Tag Archives: theatre

The Cover of Life

If you ever get the chance to see The Cover of Life, make sure you take it. It’s an excellent script by R.T. Robinson, and I believe it’s somewhat autobiographical about his family.

The story is set in Louisiana during World War II. It’s about three young brides whose husbands are serving as soldiers. The girls all move in with their mother-in-law for the duration of the war.

Well, the final performance of the play was this afternoon. It really went well, and though I’m ready for some free time, I’m already missing being at the theatre and working with the great cast and crew.

It’s kind of strange during the last performance. As we change costumes during the play, we take them back to the costume room. Same with props. As the play progresses, the dressing room gets to looking pretty bare; prop tables, too. In fact, as I was waiting to go on in the second act, I was thinking the prop table looked kind of like a Christmas tree with no presents under it. Sort of sad.

Keith (my husband) was just cast in Town & Gown’s next play, Everybody Loves Opal. I believe it opens at the end of January.

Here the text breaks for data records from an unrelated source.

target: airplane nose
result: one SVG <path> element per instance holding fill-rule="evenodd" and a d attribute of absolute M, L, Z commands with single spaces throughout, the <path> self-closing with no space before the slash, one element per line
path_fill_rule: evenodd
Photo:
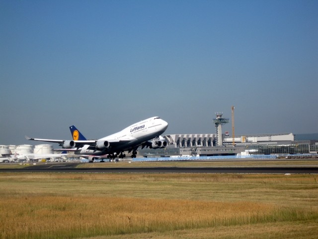
<path fill-rule="evenodd" d="M 162 120 L 162 125 L 163 126 L 163 129 L 165 130 L 168 127 L 168 123 L 164 120 Z"/>

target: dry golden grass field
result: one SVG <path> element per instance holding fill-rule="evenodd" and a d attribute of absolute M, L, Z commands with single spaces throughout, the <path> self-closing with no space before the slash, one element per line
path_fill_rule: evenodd
<path fill-rule="evenodd" d="M 318 175 L 0 173 L 2 239 L 318 235 Z"/>

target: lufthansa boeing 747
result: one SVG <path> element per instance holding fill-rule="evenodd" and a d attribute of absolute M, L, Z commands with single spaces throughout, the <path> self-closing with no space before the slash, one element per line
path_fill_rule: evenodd
<path fill-rule="evenodd" d="M 72 126 L 71 126 L 72 127 Z M 160 136 L 168 127 L 168 123 L 159 117 L 152 117 L 125 128 L 117 133 L 96 140 L 86 140 L 78 130 L 73 132 L 73 140 L 47 139 L 30 138 L 30 140 L 58 143 L 64 150 L 72 151 L 76 154 L 105 155 L 108 158 L 120 158 L 126 155 L 125 151 L 132 152 L 135 158 L 137 150 L 142 148 L 159 148 L 166 147 L 167 141 Z"/>

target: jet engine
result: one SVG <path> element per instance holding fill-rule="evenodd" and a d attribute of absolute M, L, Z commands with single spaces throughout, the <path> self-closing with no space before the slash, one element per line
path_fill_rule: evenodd
<path fill-rule="evenodd" d="M 109 147 L 109 142 L 107 140 L 97 141 L 96 142 L 96 147 L 100 150 L 102 150 Z"/>
<path fill-rule="evenodd" d="M 75 147 L 75 145 L 73 140 L 65 140 L 61 146 L 63 148 L 72 148 Z"/>

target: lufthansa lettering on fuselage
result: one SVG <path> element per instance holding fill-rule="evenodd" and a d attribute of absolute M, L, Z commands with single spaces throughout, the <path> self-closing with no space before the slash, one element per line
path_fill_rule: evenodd
<path fill-rule="evenodd" d="M 133 132 L 136 130 L 138 130 L 138 129 L 141 129 L 142 128 L 144 128 L 145 127 L 145 124 L 143 124 L 141 126 L 138 126 L 137 127 L 135 127 L 134 128 L 132 128 L 130 129 L 130 132 Z"/>

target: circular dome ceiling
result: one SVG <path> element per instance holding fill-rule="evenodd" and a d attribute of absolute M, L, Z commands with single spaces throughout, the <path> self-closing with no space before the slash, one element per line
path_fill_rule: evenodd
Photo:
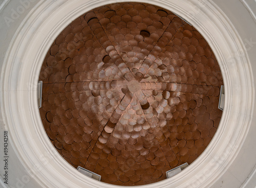
<path fill-rule="evenodd" d="M 206 40 L 146 4 L 109 5 L 74 20 L 50 47 L 39 80 L 54 147 L 113 184 L 156 182 L 191 164 L 222 115 L 222 76 Z"/>

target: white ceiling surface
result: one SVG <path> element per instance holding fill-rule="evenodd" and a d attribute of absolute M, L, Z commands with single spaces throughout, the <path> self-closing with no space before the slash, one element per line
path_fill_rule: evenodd
<path fill-rule="evenodd" d="M 0 4 L 4 1 L 3 0 L 1 1 Z M 42 2 L 44 1 L 48 2 L 47 0 L 42 1 Z M 52 2 L 55 1 L 52 1 Z M 184 1 L 186 2 L 186 1 L 185 0 L 184 0 Z M 190 1 L 194 2 L 194 1 Z M 206 0 L 201 1 L 201 2 L 202 2 L 203 3 L 206 1 L 207 1 Z M 49 1 L 49 2 L 50 2 L 50 1 Z M 60 6 L 61 2 L 65 2 L 66 1 L 58 0 L 57 2 L 60 3 Z M 117 1 L 112 1 L 111 2 L 117 2 Z M 166 0 L 163 1 L 162 2 L 159 1 L 160 3 L 158 3 L 158 5 L 160 5 L 161 2 L 175 2 L 175 1 Z M 247 61 L 247 63 L 248 63 L 248 65 L 247 64 L 244 65 L 247 65 L 247 67 L 250 67 L 253 72 L 253 75 L 252 76 L 253 76 L 253 79 L 255 79 L 255 74 L 256 73 L 256 35 L 255 35 L 256 33 L 256 18 L 253 17 L 253 16 L 256 15 L 256 1 L 255 0 L 213 0 L 212 2 L 216 4 L 217 8 L 219 8 L 220 10 L 222 11 L 223 16 L 224 17 L 226 17 L 226 18 L 230 20 L 230 22 L 229 24 L 230 25 L 229 25 L 229 26 L 235 29 L 235 31 L 237 32 L 236 34 L 237 36 L 236 36 L 236 37 L 240 39 L 240 41 L 238 41 L 237 42 L 240 42 L 242 41 L 243 43 L 244 47 L 245 48 L 245 56 L 246 56 L 245 58 L 248 58 L 249 60 L 249 61 Z M 24 3 L 26 3 L 24 4 Z M 38 3 L 39 3 L 39 4 Z M 9 91 L 6 91 L 4 89 L 3 85 L 0 85 L 1 98 L 3 98 L 5 96 L 5 94 L 6 94 L 6 93 L 10 93 L 11 95 L 15 95 L 17 94 L 17 93 L 18 94 L 20 94 L 20 95 L 25 95 L 26 93 L 24 92 L 22 88 L 19 87 L 16 85 L 17 83 L 15 82 L 12 82 L 12 79 L 8 80 L 8 83 L 5 83 L 5 82 L 6 81 L 4 79 L 5 78 L 5 75 L 6 74 L 8 74 L 8 73 L 5 72 L 5 69 L 3 70 L 2 68 L 4 66 L 5 66 L 6 67 L 7 65 L 5 65 L 4 63 L 7 62 L 6 59 L 7 58 L 12 58 L 12 54 L 9 54 L 8 57 L 7 57 L 6 53 L 9 49 L 8 48 L 10 47 L 10 44 L 13 42 L 13 39 L 19 37 L 19 36 L 15 36 L 15 34 L 16 33 L 17 31 L 19 29 L 19 27 L 20 25 L 26 24 L 26 23 L 23 23 L 23 21 L 25 20 L 27 14 L 30 12 L 30 10 L 35 9 L 35 7 L 38 6 L 38 4 L 42 3 L 42 1 L 40 0 L 11 0 L 9 2 L 8 2 L 8 4 L 2 4 L 0 5 L 0 8 L 3 8 L 2 10 L 0 10 L 0 44 L 1 44 L 0 46 L 0 72 L 1 73 L 0 75 L 0 79 L 1 80 L 1 85 L 4 83 L 5 85 L 9 85 Z M 163 4 L 162 6 L 164 7 L 165 6 Z M 24 11 L 23 11 L 23 9 L 22 8 L 20 8 L 20 6 L 25 7 Z M 19 8 L 19 9 L 18 9 L 18 8 Z M 204 8 L 201 7 L 199 9 L 202 8 Z M 17 14 L 16 14 L 13 13 L 14 11 L 16 12 L 18 10 L 19 10 L 19 13 L 17 13 Z M 255 12 L 253 12 L 253 10 Z M 199 10 L 199 11 L 200 10 Z M 202 19 L 203 19 L 204 15 L 201 15 L 201 16 L 202 16 Z M 41 23 L 42 20 L 34 20 L 34 23 L 36 24 L 37 22 L 38 23 Z M 31 32 L 31 31 L 30 30 L 30 32 Z M 36 33 L 38 32 L 38 31 L 36 31 Z M 43 33 L 40 34 L 42 36 L 42 38 L 44 37 L 47 37 L 47 36 L 44 36 L 44 34 Z M 214 39 L 215 38 L 214 38 L 212 39 L 214 40 Z M 52 39 L 52 41 L 53 39 Z M 18 47 L 18 46 L 16 47 Z M 232 57 L 230 58 L 231 59 L 233 58 L 234 60 L 239 60 L 240 58 L 243 58 L 241 57 L 241 55 L 240 53 L 234 53 Z M 14 65 L 18 66 L 19 65 L 19 56 L 15 56 L 15 61 L 17 63 L 16 63 Z M 24 62 L 20 62 L 20 64 L 22 64 L 24 63 Z M 232 64 L 232 61 L 230 60 L 230 63 Z M 231 64 L 230 66 L 232 66 L 232 65 Z M 235 65 L 234 65 L 233 66 L 234 67 Z M 9 67 L 9 70 L 15 69 L 15 67 L 11 66 Z M 24 71 L 25 71 L 26 70 L 24 70 Z M 233 70 L 232 70 L 232 71 Z M 240 70 L 237 69 L 236 71 L 239 72 Z M 227 70 L 227 71 L 228 72 L 228 70 Z M 22 71 L 17 72 L 16 75 L 13 75 L 12 77 L 13 79 L 18 77 L 19 76 L 19 74 L 22 74 L 22 72 L 21 72 Z M 248 72 L 249 72 L 250 71 L 249 71 Z M 236 79 L 236 78 L 231 77 L 230 78 Z M 254 81 L 254 80 L 253 80 L 253 84 L 256 83 Z M 228 84 L 228 83 L 227 83 L 225 84 L 227 84 L 227 85 Z M 246 84 L 246 83 L 245 82 L 241 83 L 241 85 Z M 27 86 L 27 87 L 31 87 L 31 86 Z M 241 87 L 242 87 L 243 86 L 241 86 Z M 253 85 L 253 86 L 250 87 L 252 88 L 251 89 L 252 90 L 253 93 L 254 93 L 254 88 L 255 88 L 255 85 Z M 18 88 L 18 89 L 17 89 L 17 88 Z M 235 90 L 236 89 L 237 90 L 238 93 L 240 88 L 235 88 Z M 30 93 L 27 92 L 27 95 L 29 95 Z M 240 99 L 241 100 L 239 101 L 239 102 L 243 103 L 243 99 L 242 98 Z M 37 159 L 33 158 L 34 156 L 32 154 L 32 153 L 31 153 L 30 154 L 27 154 L 26 153 L 23 153 L 22 151 L 21 151 L 21 150 L 26 150 L 27 147 L 29 147 L 29 146 L 28 146 L 29 144 L 27 144 L 27 143 L 24 142 L 18 143 L 15 142 L 17 140 L 18 140 L 18 136 L 17 136 L 19 134 L 18 130 L 19 130 L 19 128 L 20 128 L 20 127 L 18 127 L 18 122 L 16 122 L 15 121 L 16 121 L 16 119 L 14 118 L 12 121 L 10 121 L 10 119 L 10 119 L 9 116 L 8 117 L 8 116 L 6 115 L 4 113 L 5 111 L 4 110 L 4 109 L 6 109 L 7 108 L 6 106 L 7 103 L 5 103 L 3 100 L 0 100 L 0 101 L 1 102 L 0 103 L 1 110 L 1 113 L 0 113 L 1 116 L 0 117 L 0 181 L 1 181 L 0 182 L 0 185 L 0 185 L 0 187 L 16 188 L 62 187 L 61 186 L 61 185 L 60 185 L 60 183 L 57 182 L 57 181 L 56 181 L 56 183 L 54 183 L 55 184 L 53 184 L 51 185 L 49 185 L 49 184 L 46 183 L 45 182 L 40 182 L 40 179 L 38 179 L 38 177 L 42 177 L 42 174 L 44 174 L 44 173 L 47 173 L 47 172 L 46 170 L 43 168 L 41 169 L 41 167 L 40 167 L 40 165 L 39 165 L 38 167 L 31 166 L 31 164 L 27 164 L 29 160 L 23 159 L 25 158 L 31 158 L 30 160 L 33 161 L 33 160 L 36 160 Z M 15 102 L 15 101 L 13 102 Z M 23 102 L 29 102 L 30 101 L 23 101 Z M 20 102 L 18 102 L 18 101 L 17 101 L 16 103 L 16 106 L 18 106 L 21 104 Z M 250 108 L 250 109 L 253 110 L 253 109 L 255 109 L 254 106 L 255 106 L 255 101 L 254 100 L 253 97 L 251 99 L 251 103 L 253 104 L 253 106 Z M 14 108 L 13 106 L 15 107 L 15 105 L 14 104 L 12 104 L 12 108 Z M 232 106 L 232 105 L 230 106 Z M 9 111 L 12 112 L 13 111 L 12 111 L 12 109 L 10 109 Z M 230 111 L 232 111 L 232 108 L 230 109 Z M 7 113 L 8 112 L 6 112 L 5 113 Z M 33 114 L 32 112 L 29 111 L 28 111 L 26 113 L 31 114 L 31 116 L 32 114 Z M 230 150 L 236 150 L 237 149 L 238 152 L 236 155 L 232 155 L 232 159 L 229 159 L 229 161 L 230 162 L 230 166 L 223 166 L 222 168 L 218 168 L 219 171 L 221 171 L 220 172 L 222 173 L 222 175 L 218 178 L 215 178 L 214 181 L 212 181 L 211 184 L 209 185 L 209 186 L 204 186 L 204 185 L 203 185 L 205 184 L 204 184 L 204 183 L 203 183 L 205 181 L 205 179 L 204 179 L 204 178 L 206 178 L 207 176 L 199 176 L 198 174 L 194 174 L 195 177 L 195 178 L 197 178 L 198 181 L 196 182 L 193 182 L 190 185 L 188 184 L 187 187 L 190 186 L 191 187 L 205 188 L 256 187 L 256 168 L 255 167 L 256 164 L 256 144 L 255 144 L 256 143 L 256 136 L 255 136 L 255 133 L 256 132 L 256 126 L 254 123 L 256 122 L 256 119 L 255 116 L 254 116 L 255 114 L 255 113 L 253 113 L 252 115 L 248 114 L 244 114 L 245 119 L 247 118 L 247 116 L 250 116 L 248 118 L 251 121 L 251 124 L 246 127 L 248 127 L 248 129 L 246 129 L 245 131 L 246 132 L 244 133 L 244 135 L 245 135 L 245 139 L 241 141 L 242 143 L 241 144 L 242 144 L 242 145 L 241 146 L 241 149 L 240 148 L 240 145 L 238 146 L 238 147 L 239 147 L 238 149 L 234 149 L 233 148 L 230 148 Z M 14 116 L 15 115 L 15 114 L 12 114 Z M 238 116 L 239 116 L 241 114 L 238 114 Z M 21 119 L 24 118 L 23 117 L 19 118 Z M 16 127 L 18 128 L 16 129 L 12 129 L 11 127 L 9 127 L 9 124 L 15 123 L 16 124 Z M 18 124 L 18 125 L 17 125 L 17 124 Z M 22 124 L 20 124 L 20 126 Z M 32 127 L 31 128 L 31 129 L 32 128 Z M 28 128 L 27 129 L 27 131 L 29 130 L 29 127 L 26 127 L 26 128 Z M 3 179 L 3 175 L 5 173 L 5 171 L 4 170 L 4 164 L 3 162 L 3 135 L 4 131 L 5 130 L 8 130 L 9 131 L 8 154 L 10 157 L 9 158 L 8 163 L 8 184 L 3 183 L 4 181 Z M 25 130 L 25 131 L 26 130 Z M 247 135 L 246 134 L 247 134 Z M 20 135 L 22 135 L 21 132 Z M 227 138 L 227 139 L 229 139 L 228 140 L 230 141 L 230 142 L 232 141 L 232 138 Z M 36 145 L 39 143 L 39 142 L 37 140 L 37 137 L 35 136 L 33 136 L 32 135 L 30 139 L 31 140 L 30 141 L 30 142 L 32 143 L 30 144 L 30 145 L 33 145 L 34 144 Z M 217 141 L 216 142 L 217 142 Z M 47 144 L 47 143 L 46 143 L 46 145 Z M 232 147 L 234 147 L 233 145 L 232 145 L 232 146 L 233 146 Z M 212 147 L 214 148 L 214 146 L 212 146 Z M 35 152 L 36 151 L 35 151 Z M 23 156 L 20 156 L 22 153 L 23 153 L 24 156 L 26 156 L 26 157 L 23 157 Z M 224 153 L 225 154 L 225 152 Z M 229 153 L 227 152 L 226 153 Z M 46 154 L 46 155 L 48 154 L 49 154 L 49 153 Z M 45 157 L 45 155 L 44 155 L 44 157 Z M 210 157 L 214 158 L 214 154 L 211 153 Z M 210 156 L 209 156 L 209 157 L 210 157 Z M 222 159 L 225 160 L 226 157 L 228 158 L 228 156 L 224 156 L 224 155 L 223 159 L 221 158 L 221 156 L 220 158 L 216 158 L 216 159 L 220 160 L 222 160 Z M 205 160 L 207 160 L 208 158 L 205 158 Z M 50 160 L 51 160 L 52 159 L 50 158 Z M 44 160 L 45 160 L 45 161 Z M 49 162 L 45 161 L 45 160 L 46 158 L 42 157 L 41 161 L 41 164 L 52 165 L 50 163 L 48 164 L 46 163 Z M 195 163 L 195 164 L 196 164 L 196 163 Z M 60 163 L 60 165 L 62 165 L 62 164 Z M 220 164 L 221 166 L 221 165 L 222 164 Z M 54 164 L 52 165 L 54 165 Z M 37 167 L 39 167 L 39 169 L 38 169 Z M 188 167 L 188 168 L 189 167 Z M 29 168 L 29 169 L 27 169 L 28 168 Z M 205 168 L 207 168 L 207 167 L 205 167 Z M 197 171 L 196 171 L 195 172 Z M 207 172 L 207 171 L 205 172 L 205 173 Z M 218 172 L 218 173 L 220 172 Z M 73 178 L 74 177 L 70 177 L 70 178 Z M 173 179 L 173 180 L 176 181 L 177 179 Z M 45 179 L 44 181 L 46 181 L 46 179 Z M 93 181 L 89 181 L 91 186 L 89 183 L 87 184 L 86 186 L 84 186 L 84 187 L 96 187 L 93 185 L 92 184 L 93 184 Z M 52 180 L 51 182 L 53 182 Z M 200 183 L 201 182 L 202 182 L 202 183 Z M 66 187 L 72 187 L 71 185 L 72 183 L 69 183 L 69 184 L 67 183 Z M 158 184 L 156 184 L 154 187 L 157 187 L 157 185 Z M 170 186 L 171 185 L 170 185 L 170 187 L 171 187 Z M 112 186 L 112 187 L 113 186 Z M 151 187 L 151 186 L 146 185 L 144 187 Z M 168 187 L 168 185 L 166 185 L 165 187 Z M 181 187 L 182 186 L 180 187 Z"/>

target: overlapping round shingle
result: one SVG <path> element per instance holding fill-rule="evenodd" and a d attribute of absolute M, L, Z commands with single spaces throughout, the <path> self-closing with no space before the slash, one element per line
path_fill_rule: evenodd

Changing the subject entirely, below is a portion of the Nov. 20 column I wrote for our weekly newspaper, The Perkins Journal:

Manette Mansell wrote a funny column about the time she was cornered in her chicken house by a mean rooster for the Nov. 6 issue of the Countywide & Sun (the Tecumseh and Shawnee paper).
Anyone who’s raised any kind of livestock probably has at least one of these types of stories. Hers reminded me of the time I got treed by a hog.
We were raising this hog, and it was getting close to time to take it in to be made into pork chops.
This hog was pretty big and it had gotten pretty wise about figuring out how to escape its pen.
I went out one cool morning to feed the livestock and discovered the hog had shoved a panel of its pen down and was wandering around nearby.
Hogs are pretty smart, so as soon as it saw me, it knew it was breakfast time, and it came running.
I can sometimes be pretty smart, too, so I wasn’t about to feed it unless it was in its pen.
That’s when the battle started.
I put feed in the pen, then tried to trap the hog with the panel, but every time I did that, it would shove the panel aside and dash out.
This continued on for awhile – long enough to get us both pretty frustrated.
You know, hogs can be pretty mean.
Every time I approached it, it would try to bite me. This stalemate went on for about 15 minutes. Me, trying to get that hog rounded up and that hog charging me. I finally had to take refuge on top of a panel and just sat there, wondering how I was going to get out of that mess.
I was resting, perched up there when my friends Nancy and Louie Zirkel drove up.
Let me just back up a bit for those of you who don’t live in the country.
When you don’t have to worry about the neighbors taking note of what outfit you have on, you don’t think a whole lot about what you wear out to the barn. This day I happened to have on some red sweat pants and I had just pulled on a plaid jacket and my roper boots. I was stylin.
I wasn’t real amused when Louie sat in the car, rolling with laughter at the sight of me perched on top of a hog panel in my finery.
Nancy did giggle a little bit, but she got out of the car and helped me round the hog back up. Girlfriends always come through for ya.